Research article 01 Feb 2013

Research article | 01 Feb 2013

Quality assessment of Automatic Dependent Surveillance Contract (ADS-C) wind and temperature observation from commercial aircraft

S. de Haan1, L. J. Bailey2, and J. E. Können3 S. de Haan et al.
  • 1Weather Research, Royal Netherlands Meteorological Institute, Postbus 201, 3730 AE De Bilt, The Netherlands
  • 2Advanced Air Traffic Management, The Boeing Co., P.O. Box 3707, Seattle, WA 98124, USA
  • 3Flight Operations, KLM Royal Dutch Airlines, P.O. Box 7700, 1117 ZL Schiphol, The Netherlands

Abstract. Aircraft observations of wind and temperature are very important for upper air meteorology. In this article, the quality of the meteorological information of an Automatic Dependent Surveillance-Contract (ADS-C) message is assessed. The ADS-C messages broadcast by the aircraft are received at air traffic control centres for surveillance and airline control centres for general aircraft and dispatch management. A comparison is performed against a global numerical prediction (NWP) model and wind and temperature observations derived from Enhanced Surveillance (EHS) air-traffic control radar which interrogates all aircraft in selective mode (Mode-S EHS). Almost 16 000 ADS-C reports with meteorological information were compiled from the Royal Dutch Airlines (KLM) database. The length of the data set is 76 consecutive days and started on 1 January 2011. The wind and temperature observations are of good quality when compared to the global NWP forecast fields from the European Centre for Medium-Range Weather Forecasts (ECMWF).

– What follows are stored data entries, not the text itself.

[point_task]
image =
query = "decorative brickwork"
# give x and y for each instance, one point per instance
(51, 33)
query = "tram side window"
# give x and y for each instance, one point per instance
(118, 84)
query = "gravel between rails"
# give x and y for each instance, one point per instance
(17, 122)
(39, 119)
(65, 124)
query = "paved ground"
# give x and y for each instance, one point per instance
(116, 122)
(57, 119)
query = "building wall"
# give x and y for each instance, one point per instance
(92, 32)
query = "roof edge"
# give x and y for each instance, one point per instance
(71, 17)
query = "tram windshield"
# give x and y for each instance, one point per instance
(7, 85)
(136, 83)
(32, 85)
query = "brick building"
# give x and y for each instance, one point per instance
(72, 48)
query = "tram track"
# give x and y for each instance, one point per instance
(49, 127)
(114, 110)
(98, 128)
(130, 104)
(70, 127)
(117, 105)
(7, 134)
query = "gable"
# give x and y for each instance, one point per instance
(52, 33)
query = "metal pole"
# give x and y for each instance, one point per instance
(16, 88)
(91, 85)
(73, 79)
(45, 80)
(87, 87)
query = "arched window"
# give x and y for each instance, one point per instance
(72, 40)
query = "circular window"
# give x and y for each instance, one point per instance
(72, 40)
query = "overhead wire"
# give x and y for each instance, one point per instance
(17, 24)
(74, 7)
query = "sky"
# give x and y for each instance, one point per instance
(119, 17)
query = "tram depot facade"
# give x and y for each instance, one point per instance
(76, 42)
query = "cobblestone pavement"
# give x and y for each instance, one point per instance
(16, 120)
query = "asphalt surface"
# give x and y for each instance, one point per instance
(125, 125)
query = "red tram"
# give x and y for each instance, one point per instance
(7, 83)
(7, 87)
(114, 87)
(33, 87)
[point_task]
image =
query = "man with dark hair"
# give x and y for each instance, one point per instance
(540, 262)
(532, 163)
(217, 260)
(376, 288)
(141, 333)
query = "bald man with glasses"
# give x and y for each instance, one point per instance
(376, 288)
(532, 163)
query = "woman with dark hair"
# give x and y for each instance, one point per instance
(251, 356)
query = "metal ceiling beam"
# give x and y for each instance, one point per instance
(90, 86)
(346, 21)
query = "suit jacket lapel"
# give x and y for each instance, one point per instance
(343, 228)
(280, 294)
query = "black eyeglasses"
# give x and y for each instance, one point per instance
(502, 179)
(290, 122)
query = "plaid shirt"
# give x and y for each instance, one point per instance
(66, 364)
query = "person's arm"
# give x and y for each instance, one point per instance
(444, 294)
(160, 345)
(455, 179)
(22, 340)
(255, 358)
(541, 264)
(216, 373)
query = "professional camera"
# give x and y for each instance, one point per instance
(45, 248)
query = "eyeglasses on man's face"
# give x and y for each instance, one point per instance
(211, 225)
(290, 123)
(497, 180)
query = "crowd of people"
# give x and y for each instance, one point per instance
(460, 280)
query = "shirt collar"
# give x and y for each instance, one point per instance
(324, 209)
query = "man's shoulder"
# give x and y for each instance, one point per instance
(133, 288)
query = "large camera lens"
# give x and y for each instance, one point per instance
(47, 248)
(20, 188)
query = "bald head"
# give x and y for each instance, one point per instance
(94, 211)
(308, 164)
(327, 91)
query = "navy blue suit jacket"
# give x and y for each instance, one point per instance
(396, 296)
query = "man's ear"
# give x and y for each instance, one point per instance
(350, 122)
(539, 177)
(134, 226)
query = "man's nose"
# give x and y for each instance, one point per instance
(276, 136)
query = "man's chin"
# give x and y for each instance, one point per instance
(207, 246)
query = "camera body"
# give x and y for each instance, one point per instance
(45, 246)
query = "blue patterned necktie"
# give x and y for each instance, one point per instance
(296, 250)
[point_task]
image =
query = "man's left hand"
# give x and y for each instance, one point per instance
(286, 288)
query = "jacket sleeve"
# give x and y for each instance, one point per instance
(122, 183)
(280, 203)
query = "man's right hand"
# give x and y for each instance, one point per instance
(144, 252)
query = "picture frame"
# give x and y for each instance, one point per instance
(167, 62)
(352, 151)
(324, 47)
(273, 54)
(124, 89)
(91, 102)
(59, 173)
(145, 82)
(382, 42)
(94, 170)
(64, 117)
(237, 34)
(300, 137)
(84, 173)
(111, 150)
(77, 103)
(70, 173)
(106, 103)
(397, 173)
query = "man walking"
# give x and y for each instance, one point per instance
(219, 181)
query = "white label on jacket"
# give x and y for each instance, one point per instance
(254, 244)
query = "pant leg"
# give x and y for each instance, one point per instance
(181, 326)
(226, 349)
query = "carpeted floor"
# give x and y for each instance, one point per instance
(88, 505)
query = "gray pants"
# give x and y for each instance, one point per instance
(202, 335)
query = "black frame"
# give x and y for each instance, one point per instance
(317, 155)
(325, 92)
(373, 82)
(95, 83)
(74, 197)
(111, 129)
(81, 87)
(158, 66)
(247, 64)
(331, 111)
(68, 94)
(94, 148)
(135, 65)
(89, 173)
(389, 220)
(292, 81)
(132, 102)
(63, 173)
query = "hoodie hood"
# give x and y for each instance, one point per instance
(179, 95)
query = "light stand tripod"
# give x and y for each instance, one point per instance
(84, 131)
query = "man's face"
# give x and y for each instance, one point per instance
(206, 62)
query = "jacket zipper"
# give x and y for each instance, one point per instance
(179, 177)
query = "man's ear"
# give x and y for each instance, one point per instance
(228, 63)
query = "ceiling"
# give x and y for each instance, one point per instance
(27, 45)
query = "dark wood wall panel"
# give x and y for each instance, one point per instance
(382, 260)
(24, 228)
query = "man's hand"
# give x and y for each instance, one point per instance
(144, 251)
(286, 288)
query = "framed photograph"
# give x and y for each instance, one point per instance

Comparison of ADS-C wind and temperature observations against Mode-S EHS derived observations in the vicinity of Amsterdam Airport Schiphol shows that the wind observations are of similar quality and the temperature observations of ADS-C are of better quality than those from Mode-S EHS. However, the current ADS-C data set has a lower vertical resolution than Mode-S EHS. High vertical resolution can be achieved by requesting more ADS-C when aircraft are ascending or descending, but could result in increased data communication costs.